Amplats, Kumba turnaround can give Eskom a jolt

A master class in how to deal with underperforming assets, high debt and relentless conditions

Ann Crotty

Contrast, if you will, how the private sector digs itself out of a hole, compared with its vastly inefficient peers in the public sector.
This week Anglo American Platinum (Amplats) and Kumba Iron Ore, both companies in the Anglo American family, gave a master class in how to deal with underperforming assets, high debt, and relentless operational conditions, and still come out on the other side.In the case of Amplats, which is hostage to the same weak metals price affecting everyone, the platinum miner has moved to a net positive cash balance of almost R500-million as of its half-year results. That’s no mean feat considering that in 2017 it had net debt of R5.9-billion and almost R15-billion in 2014. How did it get there?
Notwithstanding the fortune of having one of the lowest-cost new mines in the platinum world, Mogalakwena, Amplats still had to make tough calls.
It sold mines that it could not defend keeping. It shut shafts that were losing money. It slashed its staff bill by 60%, mainly through those asset sales to other, possibly more gung-ho, players.

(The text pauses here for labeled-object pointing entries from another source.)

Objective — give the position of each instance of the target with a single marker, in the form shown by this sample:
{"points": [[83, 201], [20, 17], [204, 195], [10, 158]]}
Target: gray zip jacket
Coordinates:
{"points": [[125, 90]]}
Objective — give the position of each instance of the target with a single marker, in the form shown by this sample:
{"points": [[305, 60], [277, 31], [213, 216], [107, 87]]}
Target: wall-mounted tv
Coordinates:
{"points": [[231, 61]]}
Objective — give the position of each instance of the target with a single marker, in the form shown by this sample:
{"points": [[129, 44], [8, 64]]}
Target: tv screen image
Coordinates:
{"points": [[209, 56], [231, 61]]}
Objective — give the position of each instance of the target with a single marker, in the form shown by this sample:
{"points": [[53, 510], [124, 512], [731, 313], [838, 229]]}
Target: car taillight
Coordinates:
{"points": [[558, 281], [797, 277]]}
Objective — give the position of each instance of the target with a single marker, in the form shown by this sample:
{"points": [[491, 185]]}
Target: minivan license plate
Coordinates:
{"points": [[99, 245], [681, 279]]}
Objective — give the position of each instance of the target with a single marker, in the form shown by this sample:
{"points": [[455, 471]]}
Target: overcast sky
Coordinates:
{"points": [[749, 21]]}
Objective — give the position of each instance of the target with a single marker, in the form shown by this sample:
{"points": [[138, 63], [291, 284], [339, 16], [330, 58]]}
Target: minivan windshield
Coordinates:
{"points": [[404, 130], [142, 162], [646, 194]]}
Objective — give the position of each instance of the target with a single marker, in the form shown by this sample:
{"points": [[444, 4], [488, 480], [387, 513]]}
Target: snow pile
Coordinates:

It held firm against union demands.
The result is a company that can stand on its own, invest in its future, pay its staff, and hand shareholders a return.
This is where capitalism works. There is no backstop, other than shareholders who may be called on to support a company out of their own free will. It can be brutal at times, but it helps ensure that what is of value survives, and may even prosper. Eskom would do well to pay attention.